Sesselkleber und politische Unkultur

Kultur / 12.10.2017 • 19:01 Uhr / 4 Minuten Lesezeit

Wenn Politik und Kultur aufeinandertreffen, spricht man gerne von politischer Kultur.

Doch gerade wenn man von politischer Kultur spricht, hat das meist wenig mit Kultur und noch weniger mit Kunst zu tun.

Weder von politischer Kultur noch von Kultur und Kunst kann die Rede sein, wenn Peter Pilz und Wolfgang Zinggl gemeinsam zu einer Wahl antreten.

Zur politischen Kultur einer funktionierenden Demokratie gehört es nun einmal, Wahlergebnisse zu akzeptieren, auch wenn diese nicht zum eigenen Vorteil ausfallen.

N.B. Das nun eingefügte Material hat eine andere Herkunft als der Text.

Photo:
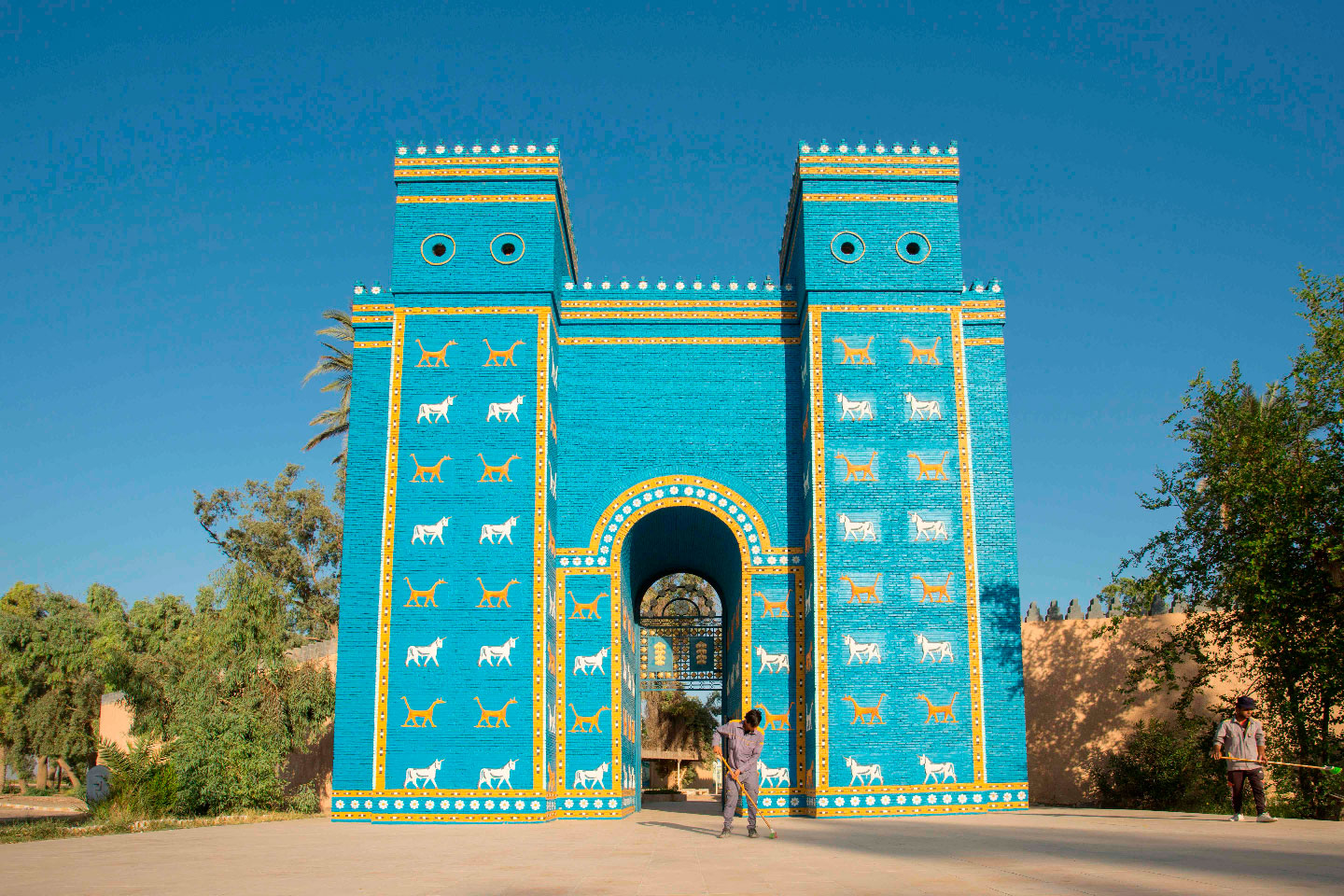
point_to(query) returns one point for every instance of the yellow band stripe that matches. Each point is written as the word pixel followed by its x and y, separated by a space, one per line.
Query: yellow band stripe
pixel 489 198
pixel 874 198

Peter Pilz und Wolfgang Zinggl, beide in die Pensionsjahre gekommene Veteranen der Grünen, wurden in basisdemokratischer Vorwahl aufgrund eines Wahlsystems, das Pilz über all die Jahre guthieß, von der grünen Parteibasis ausrangiert und aufs politische Abstellgleis gestellt. So weit, so demokratisch. Wenn nun die gekränkte Politprimadonna da gleich eine Partei aus dem Hut zauberte, widerspricht das klar seiner Aussage, dass er eine demokratische Wahl verloren und das “respektiert“ habe. Aber wie heißt es so schön frei nach Adenauer: „Was interessiert mich mein Geschwätz von gestern.“

Um antreten zu können, gab er sich gleich großzügig seine eigene Stimme und erhielt zudem die des von den Grünen ebenfalls gefeuerten Kultursprechers Wolfgang Zinggl.

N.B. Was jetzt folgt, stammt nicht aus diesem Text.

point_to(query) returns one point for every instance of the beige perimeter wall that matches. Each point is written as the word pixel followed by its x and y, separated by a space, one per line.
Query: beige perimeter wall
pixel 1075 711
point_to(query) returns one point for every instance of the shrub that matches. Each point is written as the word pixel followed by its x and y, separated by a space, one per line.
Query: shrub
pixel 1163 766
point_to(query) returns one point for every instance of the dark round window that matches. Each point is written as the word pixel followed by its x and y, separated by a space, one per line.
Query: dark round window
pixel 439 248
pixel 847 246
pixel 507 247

Quod licet iovi, non licet bovi. Nobel jedoch ist anders. Pilz wäre der Erste gewesen, der das als Skandal bezeichnet hätte, war er doch einer, der in seinem langen politischen Leben von den Skandalen anderer profitierte. Seine politische Bilanz liest sich wie eine Chronologie der Skandale der letzten 30 Jahre, nicht weniger, aber leider auch nicht mehr.

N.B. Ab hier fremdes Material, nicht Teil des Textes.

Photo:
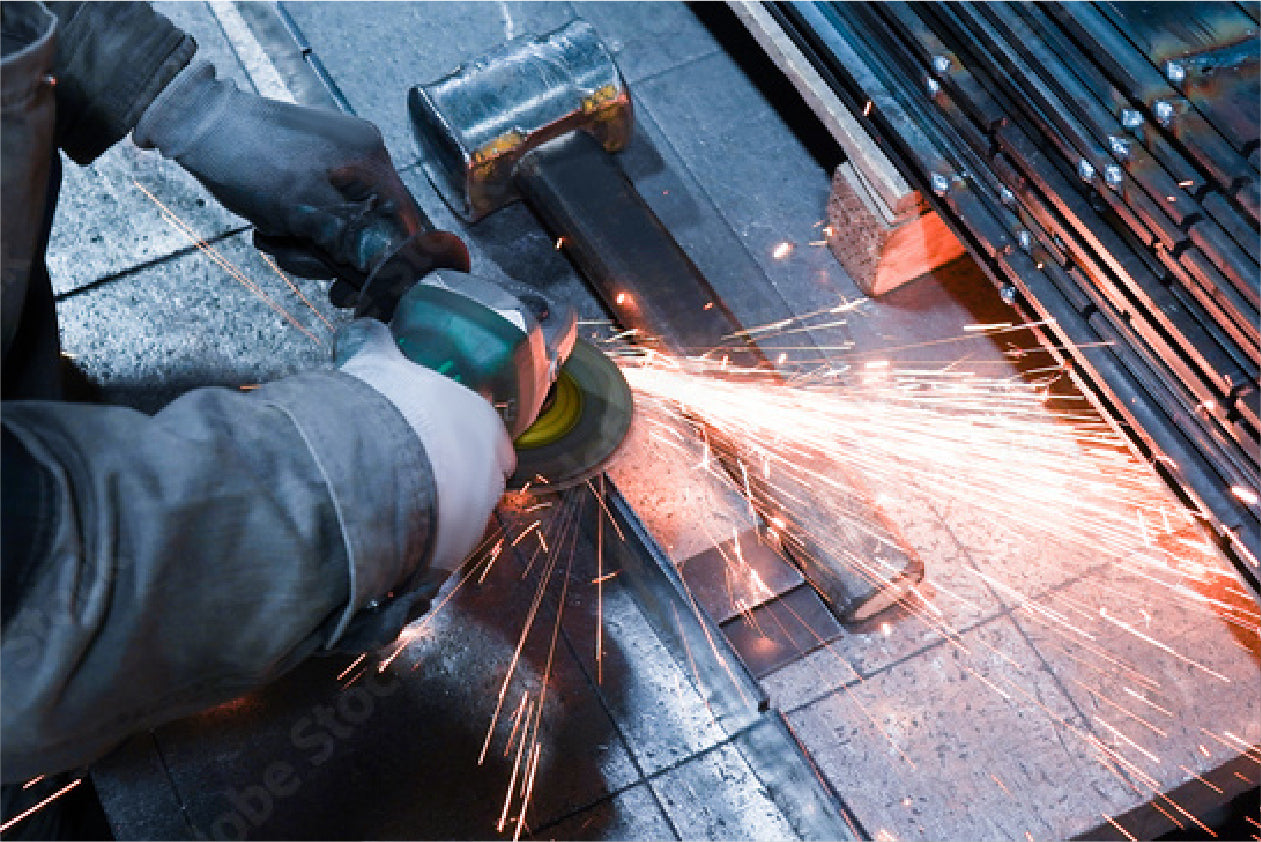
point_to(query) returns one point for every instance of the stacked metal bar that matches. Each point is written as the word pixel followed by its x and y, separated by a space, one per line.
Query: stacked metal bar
pixel 1101 163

Dass ein gut bezahlter Abgeordneter in einer billigen Gemeindewohnung logiert, ließ sich ebenso mit seinem sozialen Gewissen vereinbaren wie der Umstand, dass bei aller Skandalisiererei Menschen auch zutiefst unrecht getan wurde. Als Bruder im selben Ungeist erwies sich da sein Kompagnon Wolfgang Zinggl, der sich weder genierte als Vorsitzender des Kuratoriums des Museums Moderner Kunst in krasser Unvereinbarkeit zu seinem Mandat zu werkeln, noch seine Gründung „Wochenklausur“ zu protegieren und Vorträge dafür zu halten. Offenkundig stellten sich auch die Grünen bei seiner Abwahl die Frage, ob bei all der Vernaderung durch Zinggl eine konstruktive Kulturpolitik nicht längst schon auf der Strecke geblieben ist.

Der Kunsthistoriker Dieter Schrage, grünes Urgestein, brandmarkte kurz vor seinem Tod in einem Artikel Wolfgang Zinggl aufgrund seiner kulturpolitischen Winkelzüge und Diffamierungskampagnen: „Ein Scharfrichter ist noch kein Kulturpolitiker.“ Anstelle legitimer Kritik von Institutionen und Personen sowie der notwendigen Aufdeckung von Ressourcen- und Machtmissbrauch ist im Falle Pilz und seines Lehrlings längst nur mehr die Instrumentalisierung von Politik für die Perpetuierung der eigenen politischen Existenz und die Sicherung der parlamentarischen Apanagen getreten. Da mutet die Aussage von Pilz: „Bei uns sind die Personen Programm“, wie eine gefährliche Drohung an.

„Pilz und Zinggl wurden aufgrund eines Wahlsystems, das Pilz über all die Jahre guthieß, von der grünen Parteibasis ausrangiert.“

Gerald Matt

gerald.matt@vn.at

Dr. Gerald Matt ist Kulturmanager und unterrichtet an der Universität für Angewandte Kunst in Wien.